Common `numpy` statistics functions are:

* **Arithmetic Mean**: `np.mean` / `np.nanmean`
* **Median**: `np.median` / `np.nanmedian`
* **Standard Deviation**: `np.std` / `np.nanstd`
* **Variance**: `np.var` / `np.nanvar`

### Grouping your data

You'll often want to perform calculations on a particular subgroupd of your dataset. You can use the `.group` function to help you perform such a task.

The `.group` function takes as its argument the label of the column that contains the categories. By default it returns a table of counts of rows in each category.

## Filtering the data

You may what to only use part of your dataset at a time. You can use `where` functions to specify how to filter down to just the rows/observations you're interested in using. **Note:** This is not modifying the original table at all, it just creates a new table that contains the requested rows.

Common actions used in filtering are:

* `are.equal_to`
* `are.not_equal_to(x)`
* `are.above(x)`
* `are.above_or_equal_to(x)`
* `are.below(x)`
* `are.below_or_equal_to(x)`
* `are.between(x, y)`
* `are.between_or_equal_to(x,y)`

If you want to save the result of a filter, you need to assign it a new name.
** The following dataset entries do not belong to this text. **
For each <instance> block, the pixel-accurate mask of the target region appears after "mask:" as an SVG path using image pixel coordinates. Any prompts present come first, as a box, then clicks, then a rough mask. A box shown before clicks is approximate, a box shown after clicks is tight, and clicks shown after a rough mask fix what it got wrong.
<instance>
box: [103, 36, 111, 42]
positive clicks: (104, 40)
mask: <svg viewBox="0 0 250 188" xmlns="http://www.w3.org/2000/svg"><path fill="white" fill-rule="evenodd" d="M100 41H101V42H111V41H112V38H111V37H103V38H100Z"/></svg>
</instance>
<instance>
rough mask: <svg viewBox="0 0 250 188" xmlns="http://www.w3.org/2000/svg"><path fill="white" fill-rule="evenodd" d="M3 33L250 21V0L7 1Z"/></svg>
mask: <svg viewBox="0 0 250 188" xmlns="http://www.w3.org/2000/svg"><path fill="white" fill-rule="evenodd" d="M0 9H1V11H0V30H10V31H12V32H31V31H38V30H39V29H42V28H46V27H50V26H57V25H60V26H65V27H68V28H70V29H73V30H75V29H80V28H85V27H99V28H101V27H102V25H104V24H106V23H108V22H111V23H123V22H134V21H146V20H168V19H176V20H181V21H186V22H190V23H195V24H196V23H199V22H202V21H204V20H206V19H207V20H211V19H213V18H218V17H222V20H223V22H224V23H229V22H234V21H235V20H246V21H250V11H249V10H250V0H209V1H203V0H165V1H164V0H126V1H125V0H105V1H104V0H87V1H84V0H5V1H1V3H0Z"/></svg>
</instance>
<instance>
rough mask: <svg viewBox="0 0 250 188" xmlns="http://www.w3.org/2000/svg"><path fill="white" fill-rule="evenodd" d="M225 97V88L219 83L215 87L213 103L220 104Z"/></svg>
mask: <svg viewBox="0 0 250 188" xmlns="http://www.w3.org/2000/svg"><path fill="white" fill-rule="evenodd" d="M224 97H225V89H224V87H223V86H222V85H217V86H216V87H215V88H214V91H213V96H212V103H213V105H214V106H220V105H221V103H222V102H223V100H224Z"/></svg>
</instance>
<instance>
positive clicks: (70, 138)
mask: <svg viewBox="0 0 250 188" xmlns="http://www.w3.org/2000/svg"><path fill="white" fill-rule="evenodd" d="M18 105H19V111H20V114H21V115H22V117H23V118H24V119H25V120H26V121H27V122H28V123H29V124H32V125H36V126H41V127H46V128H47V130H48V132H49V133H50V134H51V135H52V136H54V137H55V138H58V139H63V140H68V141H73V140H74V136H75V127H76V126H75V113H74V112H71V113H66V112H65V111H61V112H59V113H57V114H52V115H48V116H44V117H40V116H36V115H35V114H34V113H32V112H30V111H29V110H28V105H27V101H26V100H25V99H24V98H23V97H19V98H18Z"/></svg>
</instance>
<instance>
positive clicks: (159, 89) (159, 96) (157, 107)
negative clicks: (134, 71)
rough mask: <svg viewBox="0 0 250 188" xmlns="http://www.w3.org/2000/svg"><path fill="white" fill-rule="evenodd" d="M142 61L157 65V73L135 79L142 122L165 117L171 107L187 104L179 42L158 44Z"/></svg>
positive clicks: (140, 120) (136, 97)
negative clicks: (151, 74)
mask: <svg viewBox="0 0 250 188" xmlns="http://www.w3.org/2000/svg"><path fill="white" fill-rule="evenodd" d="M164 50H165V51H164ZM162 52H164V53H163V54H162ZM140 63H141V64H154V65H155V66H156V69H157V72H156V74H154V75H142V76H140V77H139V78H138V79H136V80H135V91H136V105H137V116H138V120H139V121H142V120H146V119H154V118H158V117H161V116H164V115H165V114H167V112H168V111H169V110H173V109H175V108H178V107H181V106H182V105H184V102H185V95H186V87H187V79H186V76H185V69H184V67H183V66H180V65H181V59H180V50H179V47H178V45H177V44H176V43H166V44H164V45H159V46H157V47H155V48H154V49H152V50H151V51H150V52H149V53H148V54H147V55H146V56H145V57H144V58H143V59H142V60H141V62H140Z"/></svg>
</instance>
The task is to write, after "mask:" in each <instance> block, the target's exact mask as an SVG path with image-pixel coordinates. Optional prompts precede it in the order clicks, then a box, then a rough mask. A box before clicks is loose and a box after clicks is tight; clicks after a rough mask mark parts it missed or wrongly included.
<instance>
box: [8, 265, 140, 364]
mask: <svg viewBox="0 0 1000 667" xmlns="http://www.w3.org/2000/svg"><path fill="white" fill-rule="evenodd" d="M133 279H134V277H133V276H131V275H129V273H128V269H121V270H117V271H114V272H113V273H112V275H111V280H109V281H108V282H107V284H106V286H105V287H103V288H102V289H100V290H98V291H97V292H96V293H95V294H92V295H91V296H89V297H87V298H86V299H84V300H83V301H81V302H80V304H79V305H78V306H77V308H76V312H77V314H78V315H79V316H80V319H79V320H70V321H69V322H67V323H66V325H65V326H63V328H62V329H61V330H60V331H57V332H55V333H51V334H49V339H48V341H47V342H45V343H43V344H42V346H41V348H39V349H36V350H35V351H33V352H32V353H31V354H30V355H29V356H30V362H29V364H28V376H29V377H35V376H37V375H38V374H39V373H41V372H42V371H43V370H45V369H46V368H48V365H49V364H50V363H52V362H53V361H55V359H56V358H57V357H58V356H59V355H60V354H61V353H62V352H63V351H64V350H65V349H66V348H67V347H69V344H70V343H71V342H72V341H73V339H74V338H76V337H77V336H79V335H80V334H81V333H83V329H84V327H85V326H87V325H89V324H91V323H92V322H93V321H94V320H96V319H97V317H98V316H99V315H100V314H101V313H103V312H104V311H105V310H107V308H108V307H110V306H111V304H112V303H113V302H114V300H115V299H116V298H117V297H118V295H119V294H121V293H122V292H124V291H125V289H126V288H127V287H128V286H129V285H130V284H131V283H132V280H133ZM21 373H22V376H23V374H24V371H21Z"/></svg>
It is a best practice not to overwrite any tables in a notebook, but instead create a new table with a new name to store any filtered or otherwise modified data that you intend to use again later in the notebook.

The code below will create a new Table `good_helicopter` that only contains the observations with numerical times and were not labeled as containing an anomaly in the flight.

In [None]:
good_helicopter = helicopter.where('Time', are.not_equal_to("nan")).where('Anomaly', are.equal_to("No"))

## Visualizing the data

You can easily create bar charts, scatter plots, line plots, and histograms depending on the data you are hoping to visualize.

### Bar charts

To create a bar chart you need a Table that contains a frequency count of categorical varibles. We can use the `.group` function to create such a table, and then generate the bar chart using the `bar()` function. In both cases, be sure to specify which column you are wishing to group and visualize the frequency. **Note:** When creating frequency bar charts, its usually best to sort the data before creating the chart. The code below wil use the `.sort` function to sort by the frequency in descending order before creating the bar chart.

### Histograms

To investigate a distribution of numerical values, use a histograms! The `.hist()` function can handle this quickly. Specify the numerical column you wish to create a histogram from.